Pelvic Symptoms in Women With Pelvic Organ Prolapse

Abstract
To assess symptoms of bladder, bowel, and sexual function in women with pelvic organ prolapse and to compare symptoms by different degrees of prolapse. This retrospective study used data from 352 women with prolapse or urinary incontinence. The pelvic organ prolapse quantification measurements, as well as responses to 3 self-administered questionnaires assessing urinary, bowel, and sexual function were used. For each individual, pelvic organ prolapse quantification measures of prolapse were obtained in centimeters in relation to the hymen for 3 compartments: anterior vagina, vaginal apex or cervix, and posterior vagina.
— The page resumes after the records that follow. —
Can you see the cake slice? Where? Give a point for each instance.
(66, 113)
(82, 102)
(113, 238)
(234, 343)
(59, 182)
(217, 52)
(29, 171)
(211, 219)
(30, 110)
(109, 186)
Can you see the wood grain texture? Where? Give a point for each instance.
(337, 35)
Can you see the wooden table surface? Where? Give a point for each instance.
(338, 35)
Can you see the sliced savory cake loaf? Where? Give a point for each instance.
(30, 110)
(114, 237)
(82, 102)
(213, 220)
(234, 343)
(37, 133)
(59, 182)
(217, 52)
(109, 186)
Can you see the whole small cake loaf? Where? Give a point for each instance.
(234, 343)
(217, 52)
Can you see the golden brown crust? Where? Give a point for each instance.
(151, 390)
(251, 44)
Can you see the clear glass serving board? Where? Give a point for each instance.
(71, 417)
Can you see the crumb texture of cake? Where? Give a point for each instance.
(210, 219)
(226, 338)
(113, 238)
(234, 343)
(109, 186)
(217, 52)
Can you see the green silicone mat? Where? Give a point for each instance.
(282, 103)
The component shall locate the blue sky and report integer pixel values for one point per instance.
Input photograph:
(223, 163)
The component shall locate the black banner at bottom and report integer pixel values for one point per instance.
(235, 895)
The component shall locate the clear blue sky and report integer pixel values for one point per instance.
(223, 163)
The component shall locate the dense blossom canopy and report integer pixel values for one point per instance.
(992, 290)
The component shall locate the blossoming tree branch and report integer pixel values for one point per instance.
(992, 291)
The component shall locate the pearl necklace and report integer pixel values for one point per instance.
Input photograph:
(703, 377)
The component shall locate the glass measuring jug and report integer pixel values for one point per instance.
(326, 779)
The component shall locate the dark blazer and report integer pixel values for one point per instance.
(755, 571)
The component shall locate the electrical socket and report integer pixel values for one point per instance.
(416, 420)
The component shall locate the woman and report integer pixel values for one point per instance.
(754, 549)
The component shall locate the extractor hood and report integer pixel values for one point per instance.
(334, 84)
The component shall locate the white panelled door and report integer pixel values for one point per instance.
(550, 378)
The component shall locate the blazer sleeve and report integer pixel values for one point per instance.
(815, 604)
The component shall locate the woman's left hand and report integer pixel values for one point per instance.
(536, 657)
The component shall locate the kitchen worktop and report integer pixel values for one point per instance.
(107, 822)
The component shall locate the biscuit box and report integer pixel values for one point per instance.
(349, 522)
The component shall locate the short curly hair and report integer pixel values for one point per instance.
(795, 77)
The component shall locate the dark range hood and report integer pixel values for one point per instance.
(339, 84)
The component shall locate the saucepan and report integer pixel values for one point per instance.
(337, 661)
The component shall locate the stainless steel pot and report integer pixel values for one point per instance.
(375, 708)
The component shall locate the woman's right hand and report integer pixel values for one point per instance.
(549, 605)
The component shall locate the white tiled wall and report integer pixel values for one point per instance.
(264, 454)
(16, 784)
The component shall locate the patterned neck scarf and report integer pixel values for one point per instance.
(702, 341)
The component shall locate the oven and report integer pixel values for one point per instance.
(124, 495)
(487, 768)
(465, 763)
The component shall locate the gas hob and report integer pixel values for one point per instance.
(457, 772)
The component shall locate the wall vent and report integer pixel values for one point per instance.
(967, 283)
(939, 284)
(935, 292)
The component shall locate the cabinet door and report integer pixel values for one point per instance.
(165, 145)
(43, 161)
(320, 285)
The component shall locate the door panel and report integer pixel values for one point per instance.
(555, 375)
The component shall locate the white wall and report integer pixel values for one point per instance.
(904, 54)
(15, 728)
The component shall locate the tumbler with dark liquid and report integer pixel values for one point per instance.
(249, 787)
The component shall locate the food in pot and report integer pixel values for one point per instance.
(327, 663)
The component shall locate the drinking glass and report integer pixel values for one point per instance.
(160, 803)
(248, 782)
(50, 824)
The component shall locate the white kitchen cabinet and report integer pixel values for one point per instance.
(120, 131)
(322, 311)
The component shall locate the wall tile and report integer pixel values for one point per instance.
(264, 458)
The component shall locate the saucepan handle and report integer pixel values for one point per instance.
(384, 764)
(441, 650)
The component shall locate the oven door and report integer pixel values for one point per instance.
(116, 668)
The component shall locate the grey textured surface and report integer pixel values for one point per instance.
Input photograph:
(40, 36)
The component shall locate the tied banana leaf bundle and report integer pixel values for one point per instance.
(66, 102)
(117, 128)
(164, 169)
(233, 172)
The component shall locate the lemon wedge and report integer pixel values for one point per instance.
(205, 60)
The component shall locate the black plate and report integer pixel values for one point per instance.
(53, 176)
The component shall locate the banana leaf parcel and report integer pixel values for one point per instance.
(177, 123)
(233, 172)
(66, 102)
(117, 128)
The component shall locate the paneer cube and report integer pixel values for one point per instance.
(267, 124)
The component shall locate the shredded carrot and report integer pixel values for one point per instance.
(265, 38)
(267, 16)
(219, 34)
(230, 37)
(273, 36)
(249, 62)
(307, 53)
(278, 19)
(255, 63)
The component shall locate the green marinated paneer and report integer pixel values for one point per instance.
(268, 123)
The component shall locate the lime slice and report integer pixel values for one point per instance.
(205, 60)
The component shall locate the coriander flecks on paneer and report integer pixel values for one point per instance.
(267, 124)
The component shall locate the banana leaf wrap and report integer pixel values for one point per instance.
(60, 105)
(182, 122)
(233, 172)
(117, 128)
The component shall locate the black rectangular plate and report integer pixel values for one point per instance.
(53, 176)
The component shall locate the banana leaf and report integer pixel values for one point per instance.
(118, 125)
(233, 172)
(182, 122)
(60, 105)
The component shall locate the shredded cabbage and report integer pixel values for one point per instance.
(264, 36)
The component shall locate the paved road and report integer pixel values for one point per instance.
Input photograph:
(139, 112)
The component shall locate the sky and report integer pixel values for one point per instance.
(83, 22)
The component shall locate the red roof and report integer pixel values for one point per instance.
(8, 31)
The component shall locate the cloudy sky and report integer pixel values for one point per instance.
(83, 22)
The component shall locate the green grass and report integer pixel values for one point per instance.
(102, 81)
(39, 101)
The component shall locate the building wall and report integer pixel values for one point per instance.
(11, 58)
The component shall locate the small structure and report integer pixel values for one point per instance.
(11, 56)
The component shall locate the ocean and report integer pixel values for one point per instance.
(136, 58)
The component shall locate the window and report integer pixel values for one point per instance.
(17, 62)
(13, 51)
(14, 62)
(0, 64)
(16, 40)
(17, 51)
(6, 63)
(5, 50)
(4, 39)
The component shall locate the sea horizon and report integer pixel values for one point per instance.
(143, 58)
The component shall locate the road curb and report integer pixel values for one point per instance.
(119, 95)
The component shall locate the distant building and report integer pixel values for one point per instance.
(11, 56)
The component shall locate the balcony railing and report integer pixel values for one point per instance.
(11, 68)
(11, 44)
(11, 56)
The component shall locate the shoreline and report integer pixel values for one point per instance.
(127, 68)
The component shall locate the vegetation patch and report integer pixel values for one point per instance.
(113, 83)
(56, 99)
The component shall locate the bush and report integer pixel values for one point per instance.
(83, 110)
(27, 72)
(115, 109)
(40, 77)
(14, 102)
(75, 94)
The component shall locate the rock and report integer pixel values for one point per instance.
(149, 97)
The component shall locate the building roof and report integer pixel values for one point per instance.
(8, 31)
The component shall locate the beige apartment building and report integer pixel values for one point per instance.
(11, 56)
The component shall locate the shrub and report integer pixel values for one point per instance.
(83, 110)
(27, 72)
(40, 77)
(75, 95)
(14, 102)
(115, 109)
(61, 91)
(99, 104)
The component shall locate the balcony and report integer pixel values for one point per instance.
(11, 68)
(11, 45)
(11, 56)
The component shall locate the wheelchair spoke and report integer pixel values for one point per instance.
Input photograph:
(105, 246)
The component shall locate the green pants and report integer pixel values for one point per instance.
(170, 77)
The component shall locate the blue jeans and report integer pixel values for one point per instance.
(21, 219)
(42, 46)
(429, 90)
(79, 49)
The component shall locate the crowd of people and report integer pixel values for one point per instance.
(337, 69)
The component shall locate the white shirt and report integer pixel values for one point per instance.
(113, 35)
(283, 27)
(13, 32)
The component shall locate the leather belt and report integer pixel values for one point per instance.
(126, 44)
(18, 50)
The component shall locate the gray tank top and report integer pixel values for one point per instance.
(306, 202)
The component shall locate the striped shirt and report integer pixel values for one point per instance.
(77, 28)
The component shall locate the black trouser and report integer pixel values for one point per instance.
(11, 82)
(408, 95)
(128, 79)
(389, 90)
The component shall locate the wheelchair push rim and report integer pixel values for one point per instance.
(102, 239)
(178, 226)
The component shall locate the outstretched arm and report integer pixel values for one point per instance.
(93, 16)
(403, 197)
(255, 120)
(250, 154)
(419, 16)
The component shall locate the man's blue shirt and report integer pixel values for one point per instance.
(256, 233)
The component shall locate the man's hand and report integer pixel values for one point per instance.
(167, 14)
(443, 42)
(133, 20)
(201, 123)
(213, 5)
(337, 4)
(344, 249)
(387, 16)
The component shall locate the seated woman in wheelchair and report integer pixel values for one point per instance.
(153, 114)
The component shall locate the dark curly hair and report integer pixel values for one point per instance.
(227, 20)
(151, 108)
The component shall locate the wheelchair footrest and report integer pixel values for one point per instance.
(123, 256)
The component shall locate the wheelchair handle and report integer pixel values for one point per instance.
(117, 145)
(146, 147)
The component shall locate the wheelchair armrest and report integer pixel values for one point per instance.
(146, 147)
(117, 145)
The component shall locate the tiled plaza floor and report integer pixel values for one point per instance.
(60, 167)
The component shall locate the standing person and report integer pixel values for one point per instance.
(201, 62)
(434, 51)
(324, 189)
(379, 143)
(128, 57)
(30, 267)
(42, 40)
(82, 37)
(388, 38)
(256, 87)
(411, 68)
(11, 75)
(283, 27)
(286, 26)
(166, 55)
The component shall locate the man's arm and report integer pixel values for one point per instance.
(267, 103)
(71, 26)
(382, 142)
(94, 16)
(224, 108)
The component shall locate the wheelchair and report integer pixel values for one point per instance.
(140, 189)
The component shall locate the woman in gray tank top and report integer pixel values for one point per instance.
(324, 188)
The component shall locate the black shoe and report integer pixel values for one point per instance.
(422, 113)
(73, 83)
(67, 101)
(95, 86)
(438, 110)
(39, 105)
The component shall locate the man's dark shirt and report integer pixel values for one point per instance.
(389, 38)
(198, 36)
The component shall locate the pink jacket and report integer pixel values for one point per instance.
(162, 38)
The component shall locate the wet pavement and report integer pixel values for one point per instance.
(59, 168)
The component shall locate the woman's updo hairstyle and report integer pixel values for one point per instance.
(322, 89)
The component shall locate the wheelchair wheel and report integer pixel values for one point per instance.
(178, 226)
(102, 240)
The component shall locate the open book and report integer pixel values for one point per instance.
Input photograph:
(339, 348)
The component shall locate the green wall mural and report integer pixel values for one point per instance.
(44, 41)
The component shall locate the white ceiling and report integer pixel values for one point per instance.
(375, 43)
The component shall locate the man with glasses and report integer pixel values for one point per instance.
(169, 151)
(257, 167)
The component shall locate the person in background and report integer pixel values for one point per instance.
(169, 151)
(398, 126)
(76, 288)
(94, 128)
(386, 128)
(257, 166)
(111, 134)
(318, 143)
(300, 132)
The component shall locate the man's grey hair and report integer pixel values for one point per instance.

Data were analyzed by comparing the frequency of symptoms to centimeter measures of the most advanced prolapse (regardless of site) and the other compartments of prolapse. Of the 330 patients available for analysis, 2.4% had stage I, 46.1% had stage II, 48.2% had stage III, and 3.3% had stage IV prolapse. The average age was 58.8 years (+/- 12.1), with a median parity of 3. Forty-eight percent were postmenopausal and taking estrogen, 27% were postmenopausal and not taking estrogen, and 25% were premenopausal. Patients who had stress incontinence symptoms had less advanced prolapse (median 5 cm less prolapse in the apical compartment) than patients without stress incontinence. Women who required manual assistance to urinate had more advanced prolapse (median 3.5 cm more prolapse in the most advanced compartment) than those who did not. Patients with urinary urgency and urge incontinence also had less advanced prolapse, although the differences were smaller than for stress incontinence (median 3 cm difference or less). There were no clinically significant differences in any compartment for symptoms related to sexual or bowel function. Women with more advanced prolapse were less likely to have stress incontinence and more likely to manually reduce prolapse to void; however, prolapse severity was not associated with sexual or bowel symptoms. II-2.